Data merge
NEST coreDev
2022-05-11
data-merge.RmdCombining datasets is a crucial step when using modules with more
than one dataset. In the context of teal, we use the term
“merge” to combine datasets where two functions are offered
merge_expression_module and
merge_expression_srv. Depending on the specific scenario,
one or the other shall be used.
When no processing of the data_extract list is required,
the merge_expression_module function is used to read the
data and the data_extract_spec’s list and apply the
merging. It is a wrapper that combines
data_extract_multiple_srv() and
merge_expression_srv() see below for more details. With
additional processing of the data_extract list input,
merge_expression_srv() can be combined with
data_extract_multiple_srv() or
data_extract_srv() to customize the
selector_list input.
In the coming sections, we will show examples of both scenarios.
merge_expression_module
With merge_expression_module solely, all you would need
is a list of data_extract_spec objects for the
data_extract argument, a list of reactive or non-reactive
data.frame objects and a list of join keys corresponding to
every data.frame object.
App code
library(teal.transform)
#> Loading required package: magrittr
library(shiny)
adsl_extract <- teal.transform::data_extract_spec(
dataname = "ADSL",
select = select_spec(
label = "Select variable:",
choices = c("AGE", "BMRKR1"),
selected = "AGE",
multiple = TRUE,
fixed = FALSE
)
)
adtte_extract <- teal.transform::data_extract_spec(
dataname = "ADTTE",
select = select_spec(
choices = c("AVAL", "ASEQ"),
selected = "AVAL",
multiple = TRUE,
fixed = FALSE
)
)
data_extracts <- list(adsl_extract = adsl_extract, adtte_extract = adtte_extract)

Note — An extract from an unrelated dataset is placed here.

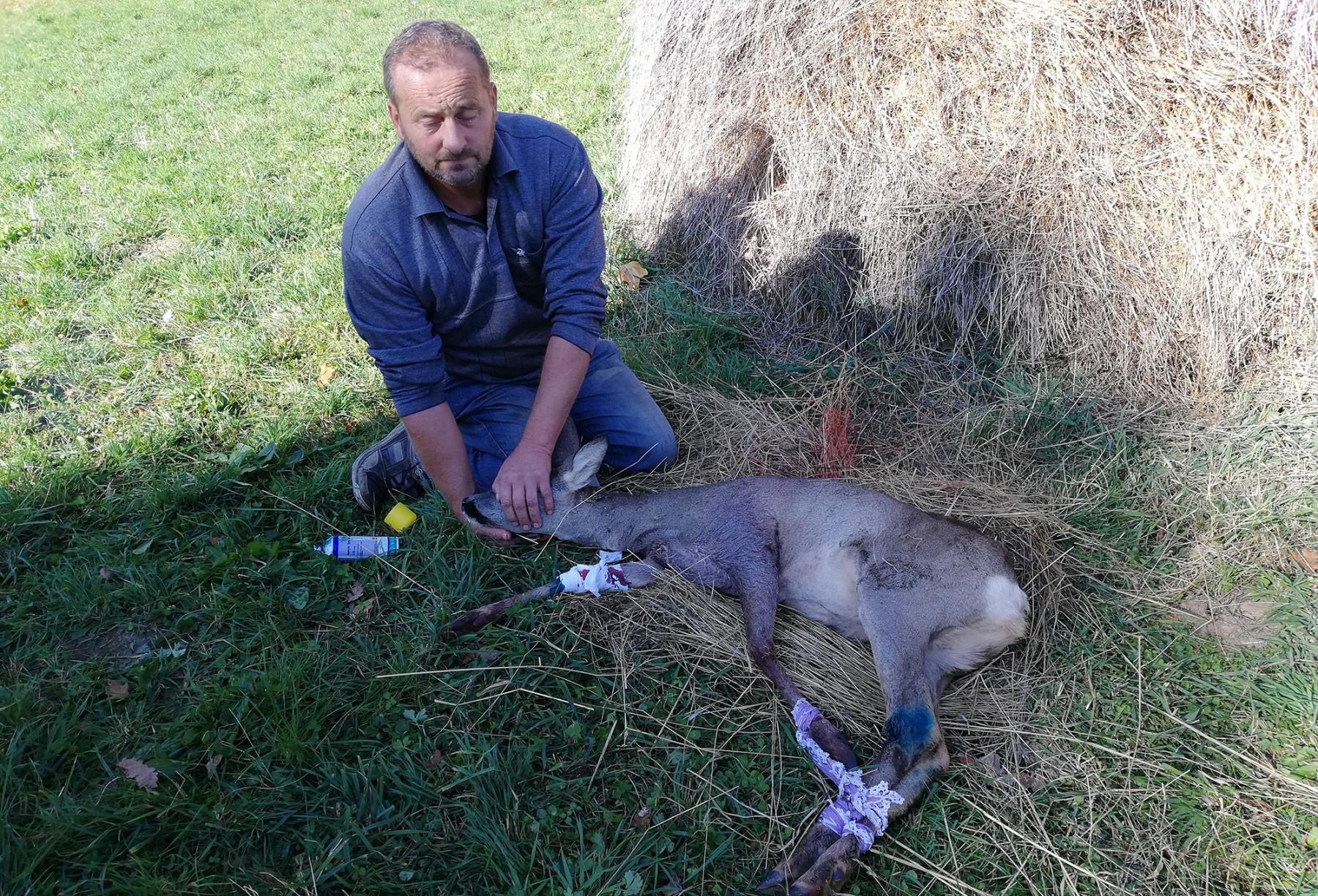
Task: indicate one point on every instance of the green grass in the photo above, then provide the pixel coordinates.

merge_ui <- function(id, data_extracts) {
ns <- NS(id)
teal.widgets::standard_layout(
output = teal.widgets::white_small_well(
verbatimTextOutput(ns("expr")),
dataTableOutput(ns("data"))
),
encoding = div(
teal.transform::data_extract_ui(
ns("adsl_extract"), # must correspond with data_extracts list names
label = "ADSL extract",
data_extracts[[1]]
),
teal.transform::data_extract_ui(
ns("adtte_extract"), # must correspond with data_extracts list names
label = "ADTTE extract",
data_extracts[[2]]
)
)
)
}
merge_module <- function(id, datasets, data_extracts, join_keys) {
moduleServer(id, function(input, output, session) {
merged_data <- teal.transform::merge_expression_module(
data_extract = data_extracts,
datasets = datasets,
join_keys = join_keys,
merge_function = "dplyr::left_join"
)
ANL <- reactive({ # nolint
eval(envir = list2env(datasets), expr = as.expression(merged_data()$expr))
})
output$expr <- renderText(paste(merged_data()$expr, collapse = "\n"))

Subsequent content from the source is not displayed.